Bunun tersi bir senaryoda, yani rakibin yardım savunmasını ağırlıklı olarak ikili oyuna yoğunlaştırdığı durumlarda ise forvetler ön plana çıkıyor. İlerleyen yaşı ve hücumda zaman zaman yaşadığı istikrar sorunlarına rağmen Olympiakos kadrosu için hayati bir konumda olan kaptan Kostas Papanikolaou, topu yere vurabilmesi ve dış şut tehdidiyle rakip savunmaları zor duruma sokuyor. Kendisine yardımın geciktiği anlarda rahatlıkla ceza şutunu atabilen Papanikolaou, rakip savunmacının closeout yaptığı durumlarda ise çembere atak ederek hücumun “akmasına” yardımcı oluyor.
Olympiakos kadrosunda topsuz hareketliliğiyle epey fark yaratan bir diğer oyuncu ise sezonun şu ana kadarki MVP adayı Sasha Vezenkov. Onun performansına birazdan uzun uzun değineceğim için bu kısmı şimdilik kısa kesiyorum.
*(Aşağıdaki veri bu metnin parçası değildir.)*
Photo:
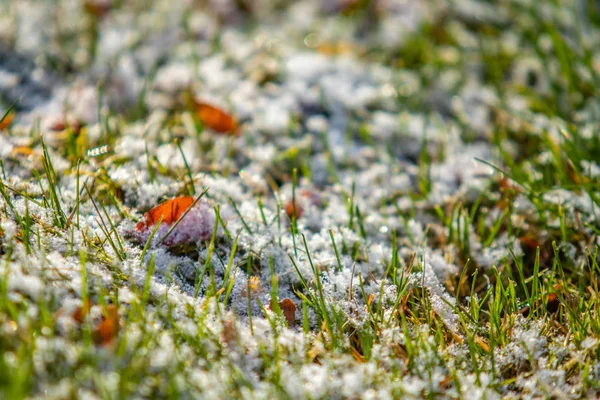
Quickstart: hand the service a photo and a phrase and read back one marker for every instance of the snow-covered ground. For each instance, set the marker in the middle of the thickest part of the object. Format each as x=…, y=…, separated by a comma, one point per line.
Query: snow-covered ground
x=396, y=165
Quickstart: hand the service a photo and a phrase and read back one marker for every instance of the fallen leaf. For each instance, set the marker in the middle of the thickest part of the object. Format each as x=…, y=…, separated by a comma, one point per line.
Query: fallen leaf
x=23, y=151
x=254, y=285
x=106, y=331
x=7, y=121
x=170, y=211
x=289, y=209
x=215, y=118
x=288, y=308
x=97, y=8
x=229, y=334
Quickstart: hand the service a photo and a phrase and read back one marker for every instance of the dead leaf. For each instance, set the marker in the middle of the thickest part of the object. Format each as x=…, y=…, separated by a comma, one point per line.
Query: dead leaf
x=215, y=118
x=170, y=211
x=288, y=308
x=7, y=121
x=106, y=331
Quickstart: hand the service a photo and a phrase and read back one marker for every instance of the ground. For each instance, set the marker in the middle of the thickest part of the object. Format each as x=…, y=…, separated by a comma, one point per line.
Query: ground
x=374, y=199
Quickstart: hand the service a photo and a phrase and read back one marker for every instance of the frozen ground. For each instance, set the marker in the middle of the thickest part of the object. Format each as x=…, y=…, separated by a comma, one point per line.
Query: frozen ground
x=420, y=178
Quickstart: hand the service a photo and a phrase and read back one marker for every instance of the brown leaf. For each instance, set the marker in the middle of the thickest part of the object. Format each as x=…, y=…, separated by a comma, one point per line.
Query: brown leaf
x=288, y=308
x=170, y=211
x=289, y=209
x=215, y=118
x=108, y=328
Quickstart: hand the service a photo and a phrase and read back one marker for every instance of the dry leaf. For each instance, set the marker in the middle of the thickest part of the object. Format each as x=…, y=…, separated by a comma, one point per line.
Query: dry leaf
x=289, y=209
x=215, y=118
x=288, y=308
x=108, y=328
x=170, y=211
x=229, y=334
x=7, y=121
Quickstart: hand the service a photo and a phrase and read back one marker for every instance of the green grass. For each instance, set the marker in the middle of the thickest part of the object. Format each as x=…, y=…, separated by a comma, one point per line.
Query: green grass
x=389, y=318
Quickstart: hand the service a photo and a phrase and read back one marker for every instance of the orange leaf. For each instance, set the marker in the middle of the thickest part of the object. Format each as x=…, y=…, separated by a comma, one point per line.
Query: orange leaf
x=289, y=209
x=23, y=151
x=215, y=118
x=7, y=121
x=108, y=328
x=288, y=308
x=170, y=211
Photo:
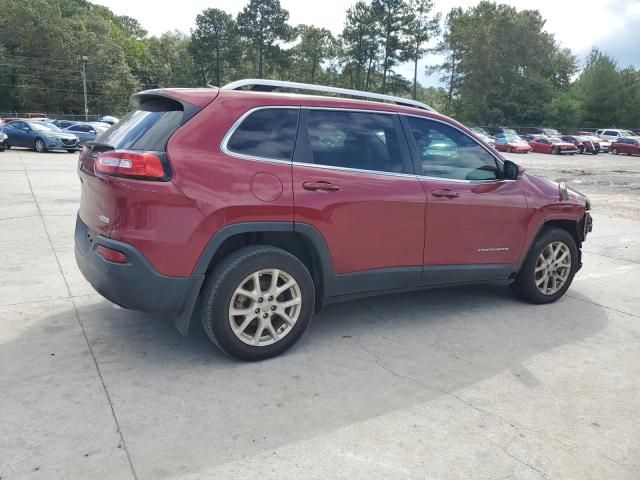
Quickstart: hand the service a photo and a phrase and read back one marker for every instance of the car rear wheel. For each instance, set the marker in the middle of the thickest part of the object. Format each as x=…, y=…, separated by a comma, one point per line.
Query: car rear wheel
x=549, y=268
x=39, y=146
x=257, y=302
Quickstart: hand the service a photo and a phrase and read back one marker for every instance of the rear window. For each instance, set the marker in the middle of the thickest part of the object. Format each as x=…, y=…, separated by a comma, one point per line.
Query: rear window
x=146, y=128
x=268, y=133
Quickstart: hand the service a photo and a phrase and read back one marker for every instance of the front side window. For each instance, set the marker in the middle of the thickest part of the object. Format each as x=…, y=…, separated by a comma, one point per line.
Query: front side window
x=446, y=152
x=268, y=133
x=358, y=140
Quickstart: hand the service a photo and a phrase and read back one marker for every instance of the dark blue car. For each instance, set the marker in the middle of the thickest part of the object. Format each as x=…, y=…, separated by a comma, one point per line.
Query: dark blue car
x=86, y=132
x=40, y=136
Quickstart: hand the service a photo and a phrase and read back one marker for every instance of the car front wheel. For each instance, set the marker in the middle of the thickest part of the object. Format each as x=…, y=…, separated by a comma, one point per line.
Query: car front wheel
x=257, y=302
x=549, y=268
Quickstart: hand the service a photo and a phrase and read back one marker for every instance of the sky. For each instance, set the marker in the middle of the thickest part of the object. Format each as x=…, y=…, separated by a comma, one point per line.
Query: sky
x=611, y=25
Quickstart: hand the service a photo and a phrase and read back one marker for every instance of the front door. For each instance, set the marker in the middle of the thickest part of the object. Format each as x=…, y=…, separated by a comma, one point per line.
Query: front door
x=353, y=182
x=475, y=222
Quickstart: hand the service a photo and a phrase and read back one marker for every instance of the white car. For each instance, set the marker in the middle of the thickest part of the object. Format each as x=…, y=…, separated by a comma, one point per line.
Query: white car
x=612, y=134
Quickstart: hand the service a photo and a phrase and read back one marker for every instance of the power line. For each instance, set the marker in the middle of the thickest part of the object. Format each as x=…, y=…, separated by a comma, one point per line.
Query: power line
x=69, y=78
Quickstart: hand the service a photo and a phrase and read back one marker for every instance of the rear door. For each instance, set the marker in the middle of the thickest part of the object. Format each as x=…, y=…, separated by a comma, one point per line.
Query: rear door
x=473, y=218
x=17, y=135
x=353, y=181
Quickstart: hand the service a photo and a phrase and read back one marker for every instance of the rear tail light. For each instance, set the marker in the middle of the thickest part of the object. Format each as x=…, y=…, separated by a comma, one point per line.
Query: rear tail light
x=124, y=163
x=112, y=255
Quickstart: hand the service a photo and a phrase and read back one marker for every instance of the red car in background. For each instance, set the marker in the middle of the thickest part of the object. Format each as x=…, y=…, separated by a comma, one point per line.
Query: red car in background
x=629, y=146
x=552, y=145
x=582, y=143
x=512, y=143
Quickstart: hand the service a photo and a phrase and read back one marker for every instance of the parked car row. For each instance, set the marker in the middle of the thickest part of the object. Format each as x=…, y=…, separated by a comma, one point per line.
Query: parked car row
x=550, y=140
x=44, y=134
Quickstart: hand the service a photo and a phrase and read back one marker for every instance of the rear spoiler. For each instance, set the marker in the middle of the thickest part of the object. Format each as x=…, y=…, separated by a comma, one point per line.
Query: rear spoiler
x=195, y=97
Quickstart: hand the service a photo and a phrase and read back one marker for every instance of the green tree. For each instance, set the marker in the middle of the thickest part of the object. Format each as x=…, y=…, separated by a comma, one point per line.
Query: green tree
x=599, y=89
x=359, y=45
x=315, y=46
x=630, y=98
x=422, y=27
x=503, y=66
x=214, y=44
x=261, y=24
x=393, y=19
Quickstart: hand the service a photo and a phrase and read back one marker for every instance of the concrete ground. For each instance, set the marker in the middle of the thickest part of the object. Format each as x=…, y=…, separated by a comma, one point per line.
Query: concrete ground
x=444, y=384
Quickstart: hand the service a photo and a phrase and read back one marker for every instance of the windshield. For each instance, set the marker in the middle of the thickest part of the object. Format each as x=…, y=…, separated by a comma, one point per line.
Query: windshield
x=43, y=127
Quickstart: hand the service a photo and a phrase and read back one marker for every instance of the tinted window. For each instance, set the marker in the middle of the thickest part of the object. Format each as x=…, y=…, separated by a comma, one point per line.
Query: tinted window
x=364, y=141
x=266, y=133
x=146, y=128
x=448, y=153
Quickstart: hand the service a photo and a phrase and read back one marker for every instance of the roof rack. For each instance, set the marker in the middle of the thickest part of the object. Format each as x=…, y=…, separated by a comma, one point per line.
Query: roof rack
x=264, y=85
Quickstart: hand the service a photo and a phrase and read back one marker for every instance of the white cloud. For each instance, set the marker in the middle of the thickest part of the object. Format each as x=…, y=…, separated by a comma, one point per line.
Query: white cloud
x=610, y=24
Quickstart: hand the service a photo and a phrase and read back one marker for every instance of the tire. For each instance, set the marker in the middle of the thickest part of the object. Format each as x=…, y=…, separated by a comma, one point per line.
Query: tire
x=39, y=145
x=526, y=283
x=222, y=288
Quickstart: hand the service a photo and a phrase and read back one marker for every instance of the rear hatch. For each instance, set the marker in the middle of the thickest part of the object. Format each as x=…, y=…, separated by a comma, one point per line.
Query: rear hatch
x=132, y=153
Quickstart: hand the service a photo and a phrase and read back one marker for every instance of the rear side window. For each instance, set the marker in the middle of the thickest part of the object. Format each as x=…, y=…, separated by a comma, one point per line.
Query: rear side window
x=446, y=152
x=146, y=128
x=268, y=133
x=363, y=141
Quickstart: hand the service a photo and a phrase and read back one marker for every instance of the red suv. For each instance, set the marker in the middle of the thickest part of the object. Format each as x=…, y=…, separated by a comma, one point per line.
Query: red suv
x=250, y=210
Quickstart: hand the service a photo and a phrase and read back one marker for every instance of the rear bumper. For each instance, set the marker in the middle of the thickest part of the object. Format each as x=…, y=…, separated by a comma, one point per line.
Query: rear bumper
x=58, y=144
x=135, y=285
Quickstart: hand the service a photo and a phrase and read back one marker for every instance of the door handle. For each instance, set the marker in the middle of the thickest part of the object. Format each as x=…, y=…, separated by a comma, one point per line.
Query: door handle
x=321, y=186
x=445, y=193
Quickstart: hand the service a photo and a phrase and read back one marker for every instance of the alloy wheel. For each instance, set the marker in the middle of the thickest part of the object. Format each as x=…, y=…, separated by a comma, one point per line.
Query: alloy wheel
x=553, y=268
x=264, y=307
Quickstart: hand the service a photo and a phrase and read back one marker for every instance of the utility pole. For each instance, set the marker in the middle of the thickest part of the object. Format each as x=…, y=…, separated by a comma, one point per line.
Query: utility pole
x=83, y=71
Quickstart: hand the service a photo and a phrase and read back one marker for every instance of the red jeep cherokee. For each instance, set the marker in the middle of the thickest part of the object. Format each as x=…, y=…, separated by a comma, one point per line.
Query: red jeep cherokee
x=250, y=210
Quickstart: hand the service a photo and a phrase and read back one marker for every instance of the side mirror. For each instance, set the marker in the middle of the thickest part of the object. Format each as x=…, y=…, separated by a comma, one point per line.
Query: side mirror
x=510, y=170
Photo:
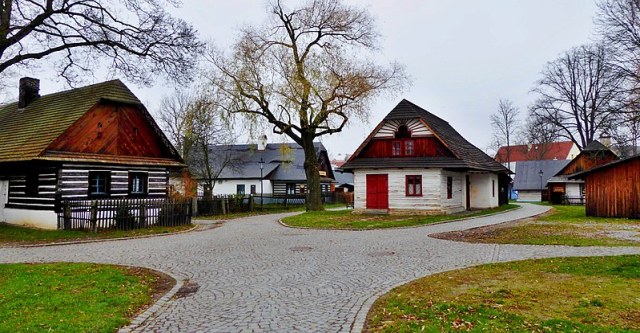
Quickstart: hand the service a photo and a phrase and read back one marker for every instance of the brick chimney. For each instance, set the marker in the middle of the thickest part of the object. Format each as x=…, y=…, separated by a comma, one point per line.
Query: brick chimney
x=29, y=91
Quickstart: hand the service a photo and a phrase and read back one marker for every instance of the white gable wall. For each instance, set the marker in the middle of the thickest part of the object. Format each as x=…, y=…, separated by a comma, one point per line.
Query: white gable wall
x=229, y=187
x=484, y=190
x=434, y=191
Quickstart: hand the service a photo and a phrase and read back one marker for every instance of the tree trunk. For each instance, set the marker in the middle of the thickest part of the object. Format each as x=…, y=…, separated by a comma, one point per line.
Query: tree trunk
x=314, y=195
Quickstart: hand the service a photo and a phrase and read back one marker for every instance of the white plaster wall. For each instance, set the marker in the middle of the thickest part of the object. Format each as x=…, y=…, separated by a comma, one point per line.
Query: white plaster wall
x=44, y=219
x=227, y=187
x=457, y=201
x=529, y=196
x=434, y=189
x=573, y=190
x=484, y=190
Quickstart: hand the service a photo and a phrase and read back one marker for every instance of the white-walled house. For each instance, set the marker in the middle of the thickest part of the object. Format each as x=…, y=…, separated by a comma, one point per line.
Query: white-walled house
x=282, y=169
x=415, y=162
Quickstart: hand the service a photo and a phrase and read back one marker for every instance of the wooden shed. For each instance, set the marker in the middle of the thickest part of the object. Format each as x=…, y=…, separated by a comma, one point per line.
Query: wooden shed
x=613, y=190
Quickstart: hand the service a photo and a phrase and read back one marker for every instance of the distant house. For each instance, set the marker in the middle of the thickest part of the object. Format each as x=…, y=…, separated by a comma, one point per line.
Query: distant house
x=531, y=179
x=282, y=169
x=344, y=180
x=97, y=141
x=415, y=162
x=564, y=190
x=613, y=189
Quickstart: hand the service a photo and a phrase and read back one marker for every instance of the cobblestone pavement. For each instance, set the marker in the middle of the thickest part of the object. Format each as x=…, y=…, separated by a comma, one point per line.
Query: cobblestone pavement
x=256, y=275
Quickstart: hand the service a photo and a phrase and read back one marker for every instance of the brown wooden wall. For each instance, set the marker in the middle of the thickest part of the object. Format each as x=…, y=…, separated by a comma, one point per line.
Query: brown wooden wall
x=588, y=161
x=615, y=191
x=424, y=147
x=112, y=129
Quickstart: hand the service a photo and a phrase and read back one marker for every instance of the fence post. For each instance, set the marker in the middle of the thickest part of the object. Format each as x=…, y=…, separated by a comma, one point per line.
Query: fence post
x=67, y=215
x=94, y=216
x=194, y=206
x=143, y=215
x=223, y=203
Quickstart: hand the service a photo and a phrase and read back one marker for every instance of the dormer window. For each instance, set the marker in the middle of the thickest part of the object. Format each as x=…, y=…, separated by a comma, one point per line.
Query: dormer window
x=403, y=132
x=402, y=145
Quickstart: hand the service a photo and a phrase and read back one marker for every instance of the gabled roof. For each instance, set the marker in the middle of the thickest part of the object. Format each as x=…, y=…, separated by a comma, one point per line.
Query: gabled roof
x=552, y=151
x=528, y=173
x=282, y=161
x=596, y=151
x=467, y=156
x=26, y=133
x=584, y=174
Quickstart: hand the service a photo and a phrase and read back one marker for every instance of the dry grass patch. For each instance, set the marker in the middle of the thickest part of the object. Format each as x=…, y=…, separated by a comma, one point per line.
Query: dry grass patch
x=597, y=294
x=564, y=225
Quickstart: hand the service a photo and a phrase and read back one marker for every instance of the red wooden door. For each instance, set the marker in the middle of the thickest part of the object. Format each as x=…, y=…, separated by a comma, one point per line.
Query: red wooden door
x=377, y=192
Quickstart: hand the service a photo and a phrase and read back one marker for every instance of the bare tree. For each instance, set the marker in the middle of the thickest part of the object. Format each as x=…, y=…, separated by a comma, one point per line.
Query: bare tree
x=194, y=125
x=304, y=73
x=505, y=124
x=138, y=37
x=581, y=93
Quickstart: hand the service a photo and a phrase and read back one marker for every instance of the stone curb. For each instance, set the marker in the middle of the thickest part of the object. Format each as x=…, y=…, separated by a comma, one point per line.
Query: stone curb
x=407, y=227
x=102, y=239
x=157, y=306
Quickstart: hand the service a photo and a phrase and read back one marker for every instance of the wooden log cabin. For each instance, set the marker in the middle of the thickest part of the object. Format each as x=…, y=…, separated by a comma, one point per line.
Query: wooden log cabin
x=613, y=189
x=414, y=162
x=562, y=190
x=97, y=141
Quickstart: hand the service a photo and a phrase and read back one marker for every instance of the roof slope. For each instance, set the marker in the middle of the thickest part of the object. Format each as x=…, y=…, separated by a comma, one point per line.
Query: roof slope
x=552, y=151
x=467, y=155
x=282, y=161
x=528, y=173
x=26, y=133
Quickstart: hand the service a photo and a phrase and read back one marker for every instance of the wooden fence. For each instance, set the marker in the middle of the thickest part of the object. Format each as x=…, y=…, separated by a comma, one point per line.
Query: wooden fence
x=123, y=214
x=229, y=204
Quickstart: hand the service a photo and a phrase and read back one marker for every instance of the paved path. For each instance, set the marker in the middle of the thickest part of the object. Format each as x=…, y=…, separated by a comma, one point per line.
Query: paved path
x=256, y=275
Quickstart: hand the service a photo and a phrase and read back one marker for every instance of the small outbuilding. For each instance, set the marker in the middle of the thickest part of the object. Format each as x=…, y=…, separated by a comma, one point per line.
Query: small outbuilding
x=613, y=189
x=531, y=178
x=563, y=190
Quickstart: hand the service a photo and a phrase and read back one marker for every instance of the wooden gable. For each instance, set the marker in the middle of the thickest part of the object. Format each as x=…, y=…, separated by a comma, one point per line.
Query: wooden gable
x=426, y=144
x=111, y=128
x=588, y=160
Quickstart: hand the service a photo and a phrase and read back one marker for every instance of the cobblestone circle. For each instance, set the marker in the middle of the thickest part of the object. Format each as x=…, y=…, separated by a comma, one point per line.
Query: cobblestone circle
x=255, y=275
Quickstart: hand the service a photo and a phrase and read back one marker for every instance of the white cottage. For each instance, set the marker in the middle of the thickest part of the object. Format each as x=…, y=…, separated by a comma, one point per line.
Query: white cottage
x=415, y=162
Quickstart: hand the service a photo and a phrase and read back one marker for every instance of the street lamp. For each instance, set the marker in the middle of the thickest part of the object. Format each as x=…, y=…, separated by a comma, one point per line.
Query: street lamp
x=261, y=167
x=540, y=173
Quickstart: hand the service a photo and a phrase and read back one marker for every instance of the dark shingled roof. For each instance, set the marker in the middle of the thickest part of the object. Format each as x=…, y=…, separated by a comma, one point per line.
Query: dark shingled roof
x=283, y=161
x=467, y=155
x=26, y=133
x=528, y=173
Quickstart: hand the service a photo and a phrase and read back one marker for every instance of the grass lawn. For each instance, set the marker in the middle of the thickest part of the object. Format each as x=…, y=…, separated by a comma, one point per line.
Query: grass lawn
x=345, y=219
x=565, y=225
x=596, y=294
x=13, y=235
x=66, y=297
x=267, y=209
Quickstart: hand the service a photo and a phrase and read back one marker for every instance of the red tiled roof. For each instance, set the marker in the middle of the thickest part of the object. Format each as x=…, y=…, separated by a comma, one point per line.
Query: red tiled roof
x=549, y=151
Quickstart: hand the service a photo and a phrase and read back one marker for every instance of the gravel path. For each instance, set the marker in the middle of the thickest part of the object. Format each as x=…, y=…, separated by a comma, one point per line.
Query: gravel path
x=255, y=275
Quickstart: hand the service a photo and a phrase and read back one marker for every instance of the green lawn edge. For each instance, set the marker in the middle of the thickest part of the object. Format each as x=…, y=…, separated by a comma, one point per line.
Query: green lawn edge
x=575, y=294
x=347, y=220
x=75, y=297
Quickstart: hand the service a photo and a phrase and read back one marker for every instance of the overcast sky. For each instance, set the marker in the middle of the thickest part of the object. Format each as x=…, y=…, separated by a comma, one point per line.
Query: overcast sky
x=463, y=56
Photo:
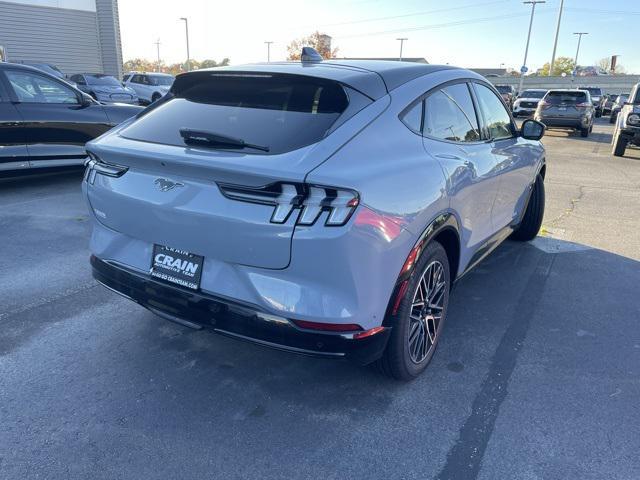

Sahada birden fazla hücum tehdidi yaratabilen forvetlerinin varlığı nedeniyle yarı sahada tahmin edilmesi çok zor bir takım olan kırmızı-beyazlı ekip, topsuz hareketlilik başladıktan sonra hücumun kalan kısmında da rahatlıkla doğru atışı bulabiliyor. Bunun başlıca nedenlerinden biri ise saha yerleşimindeki ustalık.
Olympiakos hücumlarını dikkatlice izlediğiniz zaman artık oyuncuların birbirlerini ne kadar iyi tanıdıklarını ve toplu oyuncunun hareketine göre sahaya nasıl yerleştiklerini rahatlıkla görebilirsiniz. Artık takım kimyası bakımından neredeyse kusursuza yaklaşan Olympiakos, hücum sırasında oynanan aksiyona göre sahaya doğru yerleşerek hem toplu oyuncuya pas açısı yaratabiliyor.
Bu durumun belki de en büyük ispatı ise Olympiakos’un şu ana kadar maç başına 21.1 gibi harika bir asist ortalaması tutturmuş olması. Maç başına asist sayısında ALBA Berlin’in ardından ligin 2. sırasında yer alan Yunan devi, şu sıralar hücum verimliliği bakımından çoğu takıma göre apayrı bir seviyede bulunuyor.